172nmエキシマ光による精密洗浄・表面改質の原理は、高いフォトンエネルギーを持つ172nmエキシマ光が基板表面の有機コンタミネーションを分解し、同時に、酸素に吸収されて活性酸素を発生させ、基板表面から不純物を除去するというものである。一般に、不純物が除去された基板表面には親水性官能基(-OH基、-COOH基)が形成され、この基板同士を重ね合わせると、接合界面では水素結合が生じ、さらに、共有結合よって接合が可能になると考えられている(図1)。また、熱を加えることで、さらに強固な接合が得られることがわかっている。

図1.172nm Xeエキシマ光を利用した接合原理

3. PMMAを用いたセンサチップの低温直接接合

PMMA(ポリメチルメタクリレート)は、光学特性や機械的強度の良さと、ガラスに比べて軽量で安価であることから、マイクロチップに用いられている。

早稲田大学庄子研究室では、PMMA基板(一方にエンボス加工によってマイクロチャネルを形成)同士の接合において、いくつかの表面活性手法の違いよる接合強度比較の研究発表(*2:APCOT2006)をしている(図2)。

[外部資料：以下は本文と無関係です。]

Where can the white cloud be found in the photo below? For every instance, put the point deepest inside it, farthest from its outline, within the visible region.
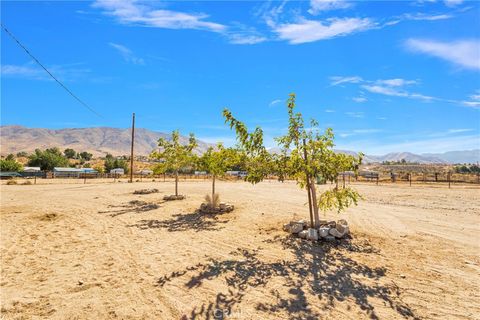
(336, 80)
(390, 91)
(31, 71)
(432, 145)
(274, 102)
(464, 53)
(355, 114)
(133, 12)
(396, 82)
(317, 6)
(459, 130)
(359, 99)
(127, 54)
(305, 30)
(453, 3)
(426, 17)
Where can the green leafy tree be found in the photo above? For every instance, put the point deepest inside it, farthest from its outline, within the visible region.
(47, 159)
(217, 161)
(173, 155)
(113, 163)
(9, 164)
(85, 155)
(306, 154)
(70, 153)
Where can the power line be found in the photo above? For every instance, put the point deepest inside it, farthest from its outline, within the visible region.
(51, 75)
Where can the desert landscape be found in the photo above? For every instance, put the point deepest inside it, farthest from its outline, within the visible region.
(96, 250)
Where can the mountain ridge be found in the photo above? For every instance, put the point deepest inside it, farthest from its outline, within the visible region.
(102, 140)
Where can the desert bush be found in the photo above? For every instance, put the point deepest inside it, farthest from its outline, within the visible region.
(213, 200)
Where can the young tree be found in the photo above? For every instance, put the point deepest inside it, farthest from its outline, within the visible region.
(311, 155)
(113, 163)
(9, 164)
(217, 161)
(85, 155)
(70, 153)
(47, 159)
(173, 155)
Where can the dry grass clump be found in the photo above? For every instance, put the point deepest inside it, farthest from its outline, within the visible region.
(213, 202)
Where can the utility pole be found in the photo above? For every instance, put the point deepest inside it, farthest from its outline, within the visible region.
(131, 151)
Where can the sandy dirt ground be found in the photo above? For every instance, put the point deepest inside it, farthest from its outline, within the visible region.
(74, 251)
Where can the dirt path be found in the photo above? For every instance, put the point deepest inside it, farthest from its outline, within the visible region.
(86, 251)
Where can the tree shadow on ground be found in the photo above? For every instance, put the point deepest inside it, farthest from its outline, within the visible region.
(184, 221)
(323, 270)
(134, 206)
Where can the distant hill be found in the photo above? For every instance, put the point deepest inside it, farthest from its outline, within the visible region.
(102, 140)
(97, 140)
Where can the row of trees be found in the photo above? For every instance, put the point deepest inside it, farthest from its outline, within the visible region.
(306, 154)
(467, 169)
(52, 157)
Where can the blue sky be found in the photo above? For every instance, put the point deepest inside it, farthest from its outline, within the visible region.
(385, 75)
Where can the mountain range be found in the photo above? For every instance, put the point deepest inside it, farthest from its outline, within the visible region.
(103, 140)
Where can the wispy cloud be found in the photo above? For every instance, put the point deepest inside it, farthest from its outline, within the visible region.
(396, 87)
(359, 99)
(431, 145)
(463, 53)
(355, 114)
(336, 80)
(459, 130)
(274, 102)
(305, 30)
(127, 54)
(143, 14)
(317, 6)
(418, 16)
(31, 71)
(453, 3)
(398, 82)
(390, 91)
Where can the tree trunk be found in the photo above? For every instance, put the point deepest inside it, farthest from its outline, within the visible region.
(176, 183)
(315, 205)
(213, 187)
(309, 191)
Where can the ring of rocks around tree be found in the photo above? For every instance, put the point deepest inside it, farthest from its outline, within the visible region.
(328, 230)
(222, 208)
(174, 197)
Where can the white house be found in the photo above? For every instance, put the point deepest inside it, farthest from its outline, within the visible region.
(118, 171)
(145, 172)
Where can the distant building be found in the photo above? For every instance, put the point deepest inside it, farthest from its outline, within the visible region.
(119, 171)
(9, 175)
(63, 172)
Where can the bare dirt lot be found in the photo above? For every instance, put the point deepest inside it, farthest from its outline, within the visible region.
(89, 252)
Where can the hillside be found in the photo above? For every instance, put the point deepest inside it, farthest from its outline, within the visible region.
(102, 140)
(97, 140)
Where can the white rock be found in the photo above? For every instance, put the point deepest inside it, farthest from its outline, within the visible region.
(303, 234)
(323, 231)
(342, 228)
(296, 228)
(312, 234)
(337, 234)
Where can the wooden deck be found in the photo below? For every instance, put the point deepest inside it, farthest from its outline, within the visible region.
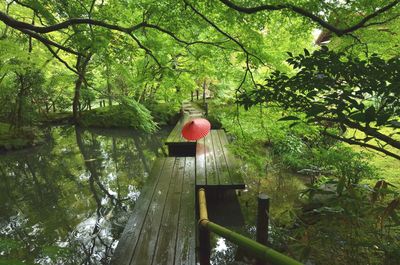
(177, 145)
(216, 167)
(162, 228)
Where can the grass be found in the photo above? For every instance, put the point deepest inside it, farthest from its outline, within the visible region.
(28, 137)
(387, 167)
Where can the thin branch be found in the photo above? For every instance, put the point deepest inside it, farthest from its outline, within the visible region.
(47, 41)
(221, 31)
(147, 50)
(60, 59)
(305, 13)
(370, 146)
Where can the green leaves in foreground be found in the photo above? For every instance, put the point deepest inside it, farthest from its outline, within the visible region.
(337, 90)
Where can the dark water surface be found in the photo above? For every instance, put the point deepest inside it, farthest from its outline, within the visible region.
(67, 202)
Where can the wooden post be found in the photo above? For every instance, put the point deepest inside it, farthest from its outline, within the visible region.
(204, 233)
(262, 219)
(205, 246)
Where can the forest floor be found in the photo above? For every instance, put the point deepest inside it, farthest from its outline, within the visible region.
(27, 137)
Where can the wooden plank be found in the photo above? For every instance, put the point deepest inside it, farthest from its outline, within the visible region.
(201, 163)
(185, 251)
(233, 166)
(166, 242)
(131, 233)
(211, 172)
(221, 165)
(175, 134)
(144, 251)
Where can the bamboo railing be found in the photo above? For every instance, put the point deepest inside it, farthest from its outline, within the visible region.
(261, 252)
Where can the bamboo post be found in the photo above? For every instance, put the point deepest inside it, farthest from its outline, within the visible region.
(250, 246)
(262, 219)
(204, 233)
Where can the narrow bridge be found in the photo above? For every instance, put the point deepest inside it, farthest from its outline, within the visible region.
(163, 228)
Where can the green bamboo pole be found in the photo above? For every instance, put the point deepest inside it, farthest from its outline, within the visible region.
(258, 250)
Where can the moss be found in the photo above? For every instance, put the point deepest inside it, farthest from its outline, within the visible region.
(57, 118)
(129, 114)
(27, 137)
(164, 113)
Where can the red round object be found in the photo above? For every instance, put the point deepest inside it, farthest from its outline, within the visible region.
(196, 129)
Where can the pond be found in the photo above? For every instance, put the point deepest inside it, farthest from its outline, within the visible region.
(67, 201)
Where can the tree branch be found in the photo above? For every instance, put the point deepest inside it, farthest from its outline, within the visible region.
(310, 15)
(370, 146)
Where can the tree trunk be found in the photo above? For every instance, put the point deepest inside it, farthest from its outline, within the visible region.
(81, 67)
(108, 85)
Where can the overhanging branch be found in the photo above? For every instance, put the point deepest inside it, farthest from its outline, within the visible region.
(310, 15)
(369, 146)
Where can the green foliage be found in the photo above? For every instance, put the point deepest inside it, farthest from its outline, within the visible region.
(129, 114)
(334, 89)
(26, 137)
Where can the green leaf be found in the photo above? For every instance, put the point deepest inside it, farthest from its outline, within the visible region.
(316, 109)
(289, 118)
(358, 116)
(370, 114)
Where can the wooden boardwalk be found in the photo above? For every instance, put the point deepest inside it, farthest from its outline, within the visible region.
(162, 228)
(216, 168)
(177, 145)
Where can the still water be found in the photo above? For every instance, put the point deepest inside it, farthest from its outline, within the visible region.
(67, 201)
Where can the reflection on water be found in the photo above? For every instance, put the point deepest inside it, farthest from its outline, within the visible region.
(67, 202)
(283, 189)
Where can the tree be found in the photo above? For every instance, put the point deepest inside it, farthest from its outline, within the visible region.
(337, 90)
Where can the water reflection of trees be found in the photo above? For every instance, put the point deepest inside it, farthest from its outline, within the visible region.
(67, 203)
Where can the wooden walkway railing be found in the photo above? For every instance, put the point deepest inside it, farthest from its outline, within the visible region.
(162, 228)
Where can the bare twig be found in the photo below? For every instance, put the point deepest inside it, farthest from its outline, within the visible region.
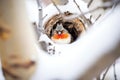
(98, 78)
(104, 75)
(39, 26)
(82, 15)
(56, 7)
(89, 3)
(98, 17)
(115, 75)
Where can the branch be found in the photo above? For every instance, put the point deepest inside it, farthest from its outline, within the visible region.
(89, 3)
(104, 75)
(115, 75)
(87, 21)
(18, 55)
(56, 7)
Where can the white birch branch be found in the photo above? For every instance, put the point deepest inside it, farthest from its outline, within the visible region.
(18, 51)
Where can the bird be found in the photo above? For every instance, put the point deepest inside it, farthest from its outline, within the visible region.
(60, 35)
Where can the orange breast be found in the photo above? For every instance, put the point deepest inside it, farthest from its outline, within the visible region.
(61, 36)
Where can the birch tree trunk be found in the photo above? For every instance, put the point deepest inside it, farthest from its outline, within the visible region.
(17, 41)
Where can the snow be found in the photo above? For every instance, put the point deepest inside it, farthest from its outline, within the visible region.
(74, 59)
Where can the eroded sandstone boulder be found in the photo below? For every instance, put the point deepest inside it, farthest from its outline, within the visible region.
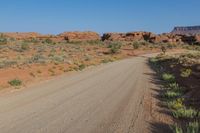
(79, 36)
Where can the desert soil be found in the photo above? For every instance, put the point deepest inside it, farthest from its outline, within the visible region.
(118, 97)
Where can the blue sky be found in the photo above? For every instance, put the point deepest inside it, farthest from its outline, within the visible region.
(56, 16)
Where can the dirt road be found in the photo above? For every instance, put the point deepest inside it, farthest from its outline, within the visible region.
(106, 99)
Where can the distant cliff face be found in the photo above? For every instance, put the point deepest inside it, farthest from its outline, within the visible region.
(188, 30)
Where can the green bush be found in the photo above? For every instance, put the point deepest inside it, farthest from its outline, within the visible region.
(15, 82)
(176, 129)
(168, 77)
(175, 104)
(193, 127)
(186, 73)
(172, 94)
(185, 113)
(114, 47)
(136, 45)
(81, 67)
(25, 46)
(3, 39)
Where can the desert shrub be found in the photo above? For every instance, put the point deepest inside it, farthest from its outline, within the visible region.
(81, 67)
(24, 46)
(7, 63)
(136, 45)
(175, 104)
(106, 60)
(172, 94)
(48, 41)
(185, 113)
(153, 60)
(176, 129)
(163, 49)
(57, 59)
(168, 77)
(186, 73)
(38, 59)
(15, 82)
(94, 42)
(193, 127)
(3, 39)
(114, 47)
(174, 86)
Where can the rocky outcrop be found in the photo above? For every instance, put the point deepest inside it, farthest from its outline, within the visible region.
(90, 36)
(66, 36)
(166, 38)
(130, 36)
(151, 37)
(79, 36)
(188, 30)
(22, 35)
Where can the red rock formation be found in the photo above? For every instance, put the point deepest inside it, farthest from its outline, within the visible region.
(79, 36)
(131, 36)
(22, 35)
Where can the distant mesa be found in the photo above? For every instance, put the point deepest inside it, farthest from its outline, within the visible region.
(186, 30)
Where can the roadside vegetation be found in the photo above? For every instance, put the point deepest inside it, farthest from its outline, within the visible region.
(180, 93)
(38, 59)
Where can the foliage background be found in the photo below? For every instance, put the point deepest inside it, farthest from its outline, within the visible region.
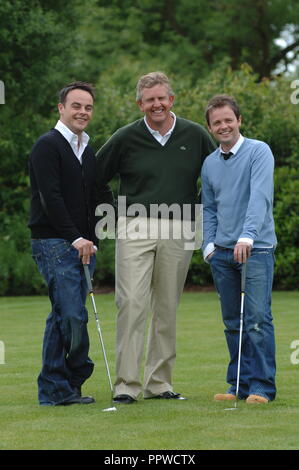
(206, 47)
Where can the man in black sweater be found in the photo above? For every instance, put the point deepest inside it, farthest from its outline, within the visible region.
(62, 221)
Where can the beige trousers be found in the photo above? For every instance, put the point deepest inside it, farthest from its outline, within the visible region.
(150, 275)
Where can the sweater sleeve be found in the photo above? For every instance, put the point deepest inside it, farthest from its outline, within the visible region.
(261, 191)
(45, 167)
(210, 221)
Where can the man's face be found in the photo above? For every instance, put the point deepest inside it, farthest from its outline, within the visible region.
(76, 112)
(224, 126)
(156, 103)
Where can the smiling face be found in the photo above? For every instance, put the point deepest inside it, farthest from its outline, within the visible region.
(76, 112)
(225, 126)
(156, 104)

比較に用いた表面活性手法は、Atmospher icPlasma(大気圧プラズマ)、Vacuum Plasma(真空プラズマ)、UV/O3( 低圧水銀ランプ)、VUV/O3( 172nmエキシマランプ)である。

これによると、加熱および加圧を行うことで、大気圧プラズマによる表面活性手法の場合、接合強度は増加するが、172nmエキシマランプによる表面処理では、20、50、70°Cの各温度において、大気圧プラズマより安定した接合強度が得られることが報告されている。この結果から、172nmエキシマ光は、比較した手法の中では、接合界面を劣化させず、結合反応に必要なラジカルを効率よく生成できる手法であることがわかる。

図2.表面活性手法の違いによる接合強度比較

4.血液チップの親水化処理

生体分子をマイクロチャネルに流す場合、生体分子が流路壁面に吸着して、収量低下の問題を引き起こす。このような問題に対して、緩衝液への界面活性剤の添加やシリコンコートされたチューブの使用などの対策がとられている。

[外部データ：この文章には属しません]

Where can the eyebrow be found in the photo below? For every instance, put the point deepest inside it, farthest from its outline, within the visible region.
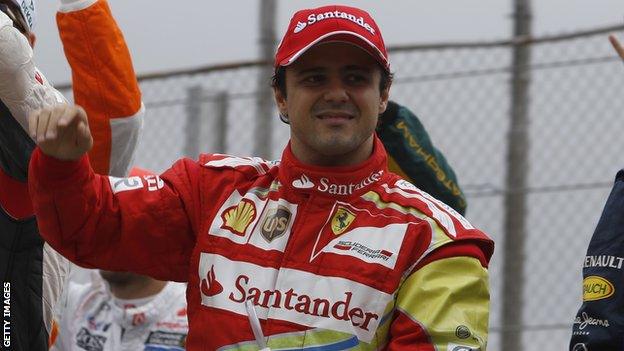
(313, 70)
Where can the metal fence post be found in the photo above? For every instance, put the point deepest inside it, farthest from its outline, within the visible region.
(193, 121)
(263, 135)
(516, 183)
(220, 130)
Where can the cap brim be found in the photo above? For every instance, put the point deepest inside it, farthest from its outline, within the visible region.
(340, 36)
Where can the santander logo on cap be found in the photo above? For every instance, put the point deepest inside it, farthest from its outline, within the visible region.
(317, 17)
(328, 23)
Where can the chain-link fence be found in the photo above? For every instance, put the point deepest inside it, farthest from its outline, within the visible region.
(462, 94)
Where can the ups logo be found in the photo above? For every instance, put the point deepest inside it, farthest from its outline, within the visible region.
(275, 223)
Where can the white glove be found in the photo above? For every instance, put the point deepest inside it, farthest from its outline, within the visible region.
(22, 87)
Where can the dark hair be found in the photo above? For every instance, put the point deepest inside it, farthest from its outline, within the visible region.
(278, 80)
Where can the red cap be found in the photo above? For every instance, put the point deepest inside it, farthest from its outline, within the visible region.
(331, 23)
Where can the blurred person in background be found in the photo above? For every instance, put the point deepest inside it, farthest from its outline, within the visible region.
(121, 311)
(412, 155)
(33, 274)
(324, 249)
(599, 323)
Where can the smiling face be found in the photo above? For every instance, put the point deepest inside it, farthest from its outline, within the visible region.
(332, 101)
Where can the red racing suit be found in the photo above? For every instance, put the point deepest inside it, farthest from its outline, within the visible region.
(331, 258)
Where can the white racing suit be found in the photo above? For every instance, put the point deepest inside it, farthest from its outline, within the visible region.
(92, 319)
(32, 273)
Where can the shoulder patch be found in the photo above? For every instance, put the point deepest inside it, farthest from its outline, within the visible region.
(258, 164)
(429, 200)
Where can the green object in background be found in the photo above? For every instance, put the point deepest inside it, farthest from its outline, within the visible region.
(413, 156)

早稲田大学庄子研究室では、MDA(ジアミノジフェニルメタン)とMDI( ジアミノメタンジイソシアネート)を単量体として蒸着重合させたポリ尿素膜を、172nmエキシマ光を用いて親水化処理したPMMA製血液チップの開発を報告している。開発実験に用いた表面処理装置の構成を図3に示す。ポリ尿素膜を成膜した基板をチャンバー内に入れ、真空引きした後、酸素を所定の圧力値まで導入する。UVランプ(172nmエキシマランプ)を点灯させることで、高密度のオゾンが発生する。親水化の効果を確認した純水接触角の経時変化を図4に示す。また、毛細血管と等価の幅6μm、深さ5μmの微細チャネルを有するPMMA製血液チップの表面に、成膜したポリ尿素膜をこの方法で親水化した後、実際にヒトの全血を流し、抗血小板および白血球粘着性の評価を実施している(図5)。

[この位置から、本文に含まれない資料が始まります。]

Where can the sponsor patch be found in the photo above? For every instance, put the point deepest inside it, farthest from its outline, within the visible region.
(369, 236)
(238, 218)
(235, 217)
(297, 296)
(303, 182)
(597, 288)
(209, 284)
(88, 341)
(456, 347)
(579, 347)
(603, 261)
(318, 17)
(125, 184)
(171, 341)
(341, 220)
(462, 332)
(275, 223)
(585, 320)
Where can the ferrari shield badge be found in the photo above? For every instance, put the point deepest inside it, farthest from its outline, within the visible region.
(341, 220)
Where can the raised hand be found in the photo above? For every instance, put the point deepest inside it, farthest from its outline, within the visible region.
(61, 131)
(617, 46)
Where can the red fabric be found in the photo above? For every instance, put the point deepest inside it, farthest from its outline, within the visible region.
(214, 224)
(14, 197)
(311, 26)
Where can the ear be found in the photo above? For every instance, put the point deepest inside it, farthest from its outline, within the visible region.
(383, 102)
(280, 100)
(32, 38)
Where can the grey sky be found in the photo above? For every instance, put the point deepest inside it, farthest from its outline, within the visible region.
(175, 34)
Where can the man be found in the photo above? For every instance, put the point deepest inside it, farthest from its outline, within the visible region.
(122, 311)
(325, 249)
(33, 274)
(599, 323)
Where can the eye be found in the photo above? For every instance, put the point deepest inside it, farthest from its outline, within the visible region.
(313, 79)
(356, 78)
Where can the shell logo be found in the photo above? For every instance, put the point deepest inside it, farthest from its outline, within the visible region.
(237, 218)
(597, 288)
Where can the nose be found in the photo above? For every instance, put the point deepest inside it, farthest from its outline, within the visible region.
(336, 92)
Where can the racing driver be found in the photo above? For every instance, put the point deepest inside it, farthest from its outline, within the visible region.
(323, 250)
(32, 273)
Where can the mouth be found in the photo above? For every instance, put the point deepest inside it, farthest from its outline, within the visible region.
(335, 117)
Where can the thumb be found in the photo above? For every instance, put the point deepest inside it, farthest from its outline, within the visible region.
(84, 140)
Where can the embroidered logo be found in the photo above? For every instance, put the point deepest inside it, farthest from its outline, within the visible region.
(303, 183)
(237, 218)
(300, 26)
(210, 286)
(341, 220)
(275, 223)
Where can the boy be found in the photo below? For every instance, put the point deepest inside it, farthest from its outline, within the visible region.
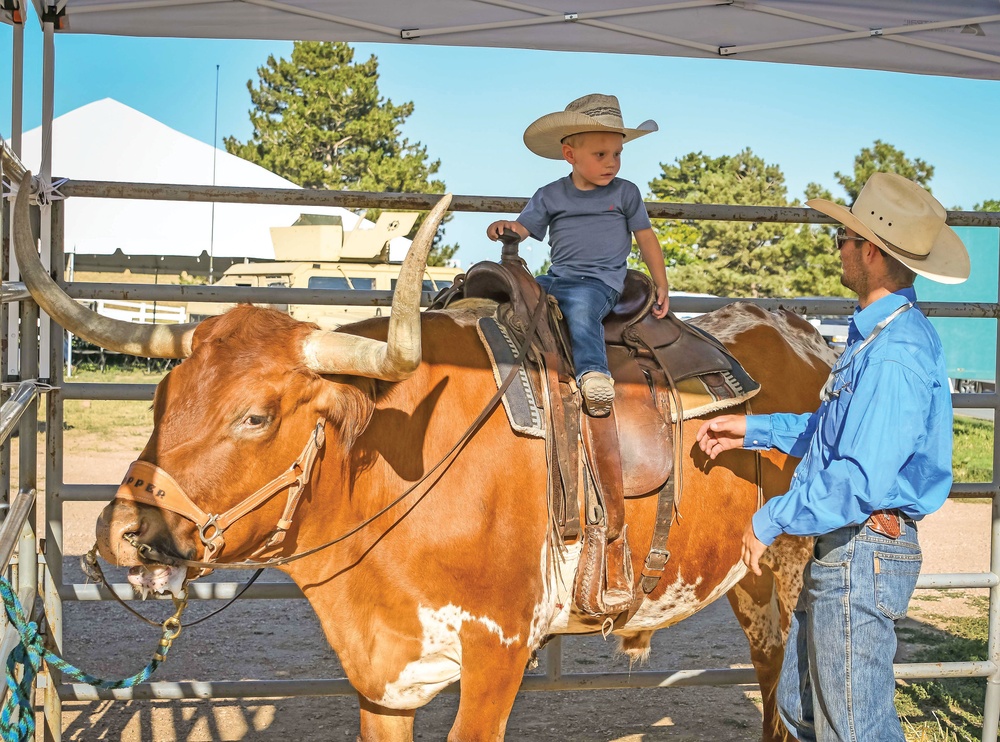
(591, 216)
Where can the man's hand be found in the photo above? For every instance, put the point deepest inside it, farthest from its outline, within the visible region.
(496, 229)
(721, 434)
(752, 550)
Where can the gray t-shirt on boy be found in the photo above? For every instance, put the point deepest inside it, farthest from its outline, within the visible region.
(590, 232)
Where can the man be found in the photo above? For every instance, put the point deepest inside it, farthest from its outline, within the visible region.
(876, 457)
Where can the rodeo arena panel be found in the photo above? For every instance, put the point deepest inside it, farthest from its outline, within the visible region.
(43, 583)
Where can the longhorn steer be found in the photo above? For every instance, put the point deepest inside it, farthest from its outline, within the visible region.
(460, 579)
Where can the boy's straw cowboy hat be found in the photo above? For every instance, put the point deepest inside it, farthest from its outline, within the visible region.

172nmエキシマ光の処理によって、処理後の接触角は15°以下を示し、約2ヶ月経過後も20°以下を維持している。この親水化方法をPMMA製血液チップに応用したところ、微細チャネル通過前における血小板や白血球の粘着は見られなかったと報告されている。

図3.表面処理装置の構成

図4.接触角の経時変化

図5.血液流動試験結果

5.おわりに

低温接合、親水化処理のμTASへの応用について事例を紹介した。紹介した技術は、μTASのみならず、他の分野・用途への応用が可能である。我々は、今後もさまざまなニーズにお応えできるよう、光技術の可能性を追求し、さらなる応用開発を進めていく所存である。